Calibration with Simulation Cancellation

Introduction - Calibration with libEnsemble and a Regression Model

This tutorial demonstrates libEnsemble’s capability to selectively cancel pending simulations based on instructions from a calibration Generator Function. This capability is desirable, especially when evaluations are expensive, since compute resources may then be more effectively applied toward critical evaluations.

For a somewhat different approach than libEnsemble’s other tutorials, we’ll emphasize the settings, functions, and data fields within the calling script, persistent generator, manager, and sim_f that make this capability possible, rather than outlining a step-by-step process.

The libEnsemble regression test test_persistent_surmise_calib.py demonstrates cancellation of pending simulations, while the test_persistent_surmise_killsims.py test demonstrates libEnsemble’s capability to also kill running simulations that have been marked as cancelled.

Overview of the Calibration Problem

The generator function featured in this tutorial can be found in gen_funcs/persistent_surmise_calib.py and uses the surmise library for its calibration surrogate model interface. The surmise library uses the “PCGPwM” emulation method in this example.

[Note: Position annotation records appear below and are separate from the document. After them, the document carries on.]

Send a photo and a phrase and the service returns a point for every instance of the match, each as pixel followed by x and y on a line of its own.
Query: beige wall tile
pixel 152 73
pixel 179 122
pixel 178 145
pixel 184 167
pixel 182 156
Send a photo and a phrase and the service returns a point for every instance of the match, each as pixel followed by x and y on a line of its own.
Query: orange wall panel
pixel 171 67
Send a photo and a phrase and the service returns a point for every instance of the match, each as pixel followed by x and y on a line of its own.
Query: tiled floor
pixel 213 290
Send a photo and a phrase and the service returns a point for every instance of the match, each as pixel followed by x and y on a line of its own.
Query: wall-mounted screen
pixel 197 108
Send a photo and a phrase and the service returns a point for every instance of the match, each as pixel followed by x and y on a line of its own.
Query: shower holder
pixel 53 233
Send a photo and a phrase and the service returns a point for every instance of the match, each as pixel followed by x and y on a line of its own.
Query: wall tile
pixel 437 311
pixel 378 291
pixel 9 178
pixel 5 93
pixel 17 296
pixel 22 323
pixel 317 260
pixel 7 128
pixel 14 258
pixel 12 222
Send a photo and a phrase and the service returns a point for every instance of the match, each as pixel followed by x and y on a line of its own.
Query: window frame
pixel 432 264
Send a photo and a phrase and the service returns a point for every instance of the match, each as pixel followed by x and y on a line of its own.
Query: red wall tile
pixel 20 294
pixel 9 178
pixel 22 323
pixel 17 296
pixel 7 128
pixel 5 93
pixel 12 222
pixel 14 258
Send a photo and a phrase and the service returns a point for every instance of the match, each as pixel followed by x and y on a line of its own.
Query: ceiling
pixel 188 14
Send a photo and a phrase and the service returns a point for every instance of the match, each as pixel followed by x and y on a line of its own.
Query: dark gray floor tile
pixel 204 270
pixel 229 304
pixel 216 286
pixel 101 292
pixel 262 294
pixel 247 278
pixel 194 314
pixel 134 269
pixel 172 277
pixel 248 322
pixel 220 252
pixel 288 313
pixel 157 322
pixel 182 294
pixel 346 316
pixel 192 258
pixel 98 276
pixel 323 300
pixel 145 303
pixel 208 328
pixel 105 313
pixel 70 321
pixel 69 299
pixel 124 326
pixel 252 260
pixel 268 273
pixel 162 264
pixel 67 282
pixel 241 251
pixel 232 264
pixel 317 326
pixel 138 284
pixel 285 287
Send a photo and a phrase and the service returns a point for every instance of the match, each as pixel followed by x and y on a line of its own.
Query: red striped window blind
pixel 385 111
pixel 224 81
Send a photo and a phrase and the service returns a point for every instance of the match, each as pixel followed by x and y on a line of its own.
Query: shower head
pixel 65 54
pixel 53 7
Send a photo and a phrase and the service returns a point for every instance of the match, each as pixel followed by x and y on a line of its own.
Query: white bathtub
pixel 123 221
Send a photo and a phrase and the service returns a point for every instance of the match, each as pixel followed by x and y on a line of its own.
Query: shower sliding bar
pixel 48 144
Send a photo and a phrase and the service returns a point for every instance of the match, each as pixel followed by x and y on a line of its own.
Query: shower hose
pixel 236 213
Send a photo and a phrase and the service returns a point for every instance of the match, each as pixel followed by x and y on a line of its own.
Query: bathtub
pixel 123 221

Say there is a computer model \(f(\theta, x)\) to be calibrated. To calibrate is to find some parameter \(\theta_0\) such that \(f(\theta_0, x)\) closely resembles data collected from a physical experiment. For example, a (simple) physical experiment may involve dropping a ball at different heights to study the gravitational constant, and the corresponding computer model could be the set of differential equations that govern the drop. In a case where the computation of the computer model is relatively expensive, we employ a fast surrogate model to approximate the model and to inform good parameters to test next. Here the computer model \(f(\theta, x)\) is accessible only through performing sim_f evaluations.

As a convenience for testing, the observed data values are modelled by calling the sim_f for the known true theta, which in this case is the center of a unit hypercube. These values are therefore stored at the start of libEnsemble’s main History array array, and have associated sim_id’s.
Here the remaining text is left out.